In yesterday's post I mentioned panic, specifically the panic I have recently begun to feel regarding all the gifts I want to stitch for Christmas. I actually started my Christmas stitching a couple months ago so you would think this panicky feeling would not be a part of my life, but it is. This is just the tip of the iceberg though. I look around me & see total chaos in my home. I've written before about the moving boxes everywhere, the clutter, etc. I've lived like this for so long now you would think I wouldn't be bothered by it, but I am. I have always been a very neat, very clean, very "a place for everything, & everything in its place" kind of person. I have made references to my OCD in the past but it's not a joke. I really do have OCD. This cartoon really is me.
Although I have sort of shelved the OCD part of me that needs neatness & order in things, it still bothers me very much to live as though we just emptied the moving truck. I hope the new year will bring me & my DH (A) another moving truck to move us somewhere else, or (B) the ability to graciously accept that we are stuck here in the devil's playground & have to make the best of it.

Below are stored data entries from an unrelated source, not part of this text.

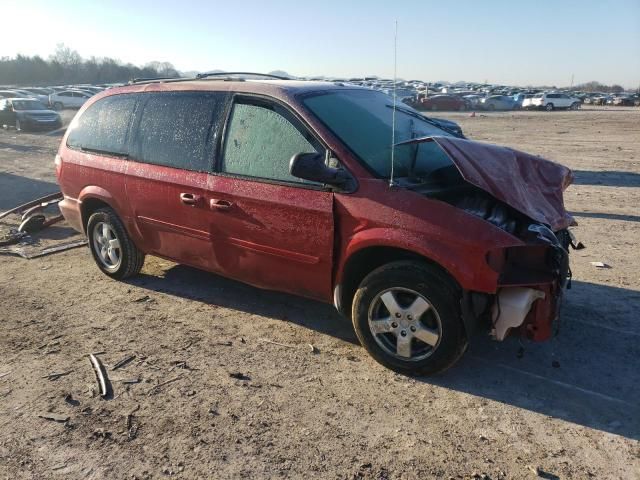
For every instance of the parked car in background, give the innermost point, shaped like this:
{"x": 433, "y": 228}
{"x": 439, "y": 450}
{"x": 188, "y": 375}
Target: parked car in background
{"x": 68, "y": 99}
{"x": 624, "y": 101}
{"x": 498, "y": 102}
{"x": 28, "y": 114}
{"x": 551, "y": 101}
{"x": 440, "y": 102}
{"x": 9, "y": 94}
{"x": 473, "y": 101}
{"x": 415, "y": 266}
{"x": 26, "y": 93}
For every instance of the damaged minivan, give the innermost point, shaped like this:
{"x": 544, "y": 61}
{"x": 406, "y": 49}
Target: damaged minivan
{"x": 330, "y": 192}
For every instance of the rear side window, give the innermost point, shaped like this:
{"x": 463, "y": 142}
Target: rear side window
{"x": 104, "y": 125}
{"x": 260, "y": 141}
{"x": 178, "y": 129}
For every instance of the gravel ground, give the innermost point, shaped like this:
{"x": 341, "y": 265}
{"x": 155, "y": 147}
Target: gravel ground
{"x": 224, "y": 383}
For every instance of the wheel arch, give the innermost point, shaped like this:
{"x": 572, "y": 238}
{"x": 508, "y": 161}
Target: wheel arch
{"x": 365, "y": 260}
{"x": 93, "y": 198}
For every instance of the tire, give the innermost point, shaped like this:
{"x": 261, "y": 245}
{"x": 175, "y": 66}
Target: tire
{"x": 116, "y": 255}
{"x": 440, "y": 324}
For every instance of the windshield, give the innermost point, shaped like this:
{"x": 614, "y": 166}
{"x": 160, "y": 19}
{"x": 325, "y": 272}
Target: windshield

Hmmmm ... I got a bit off track there. This post was supposed to be about panic, specifically the panic of Christmas approaching & the realization that all I want to accomplish is not going to be accomplished. I was looking for a cartoon to illustrate this & in my search I came across this video for a song called "Where's the Line to See Jesus?" I had never heard of this song before. I clicked on the link to watch the video & it certainly gave me pause. Christmas is not to be preceded by weeks of intense cleaning & baking. Christmas is not overloading my home with decorations. Christmas is not spending money I don't have. Christmas is not a time for stress. Christmas is a time to find peace in God's gift of love to us.